Captain Keith Lasley admitted after their latest defeat - a 1-0 home loss to Dundee on Saturday - that a fear factor was beginning to creep into their game.

But Baraclough has urged his team to show courage and turn their season around. He told SportTimes: "People should be saying to me that they want to be involved and they don't want to be left out.

"It can happen in clubs when you are down where we are that it is difficult to get strong characters to say 'Come on, I'm going to drag the team'. We have to find those individuals."

He added: "Everyone wants to go and do well for every person connected with the football club, none more so than the supporters. They have backed us, they continue to do that.

"There is quietness at times and I suppose you can hear every little thing that is shouted at them, but you have to be big and strong enough as a footballer to deal with that.

"It's not all going to go the way you want it to go with the crowds forceful and roaring. You'd love to play in that scenario every week.

"With the situation as it is at the moment, they are waiting for us to do something to get them sparked up and we have got to do that."

Motherwell trudged off the park to a chorus of boos from the few in Fir Park who had hung around long enough to do so.

Their frustration is founded in seeing a team that has competed admirably in recent years inexplicably lose their way this season.

It is a conundrum which was puzzling the Well support long before Baraclough's arrival, and the Motherwell manager is sure his new acquisitions will prove beneficial in solving their poor run.

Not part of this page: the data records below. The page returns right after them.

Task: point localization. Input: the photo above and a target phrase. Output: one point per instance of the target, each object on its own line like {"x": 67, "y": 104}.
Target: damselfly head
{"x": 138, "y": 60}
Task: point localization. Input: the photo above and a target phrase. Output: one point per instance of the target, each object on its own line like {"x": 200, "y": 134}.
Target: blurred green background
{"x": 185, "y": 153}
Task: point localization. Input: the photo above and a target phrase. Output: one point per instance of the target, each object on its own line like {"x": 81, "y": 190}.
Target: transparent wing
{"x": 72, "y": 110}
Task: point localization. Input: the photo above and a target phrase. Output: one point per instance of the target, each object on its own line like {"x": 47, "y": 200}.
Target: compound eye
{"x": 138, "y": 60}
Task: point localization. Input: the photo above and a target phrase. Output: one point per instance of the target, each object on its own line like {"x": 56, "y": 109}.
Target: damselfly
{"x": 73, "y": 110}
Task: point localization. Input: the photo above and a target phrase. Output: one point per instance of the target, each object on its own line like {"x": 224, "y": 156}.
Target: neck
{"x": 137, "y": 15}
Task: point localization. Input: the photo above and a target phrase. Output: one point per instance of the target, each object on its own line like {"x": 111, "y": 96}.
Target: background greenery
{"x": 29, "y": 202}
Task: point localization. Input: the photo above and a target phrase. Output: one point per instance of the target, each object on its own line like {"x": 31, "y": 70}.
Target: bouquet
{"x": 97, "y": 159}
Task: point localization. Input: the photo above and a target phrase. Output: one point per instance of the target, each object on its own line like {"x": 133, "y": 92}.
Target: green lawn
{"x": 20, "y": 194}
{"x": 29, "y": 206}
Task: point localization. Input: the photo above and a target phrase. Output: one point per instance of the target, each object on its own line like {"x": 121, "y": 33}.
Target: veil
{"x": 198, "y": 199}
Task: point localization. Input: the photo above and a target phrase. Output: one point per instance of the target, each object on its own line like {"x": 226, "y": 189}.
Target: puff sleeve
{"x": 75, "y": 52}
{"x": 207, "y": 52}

"We have brought some new players in and to make them all tick at the same time is a difficult task," said the Motherwell manager, who gave George Long, Conor Grant, Marvin Johnson and Nathan Thomas home debuts on Saturday.

"I think there is light at the end of the tunnel in relation to the players we have available to us when you look at the guys we have coming back and the competition for places.

"You look at the likes of Conor Grant, who will have gone away disappointed. But, for me, he wanted to get on the ball. He may have given it away a couple of times, but we need to make sure the options he has are better.

"Nathan and Marvin are two wide men who have pace and ability, and it's for them to realise it. They will trouble any full-back if they go one against one.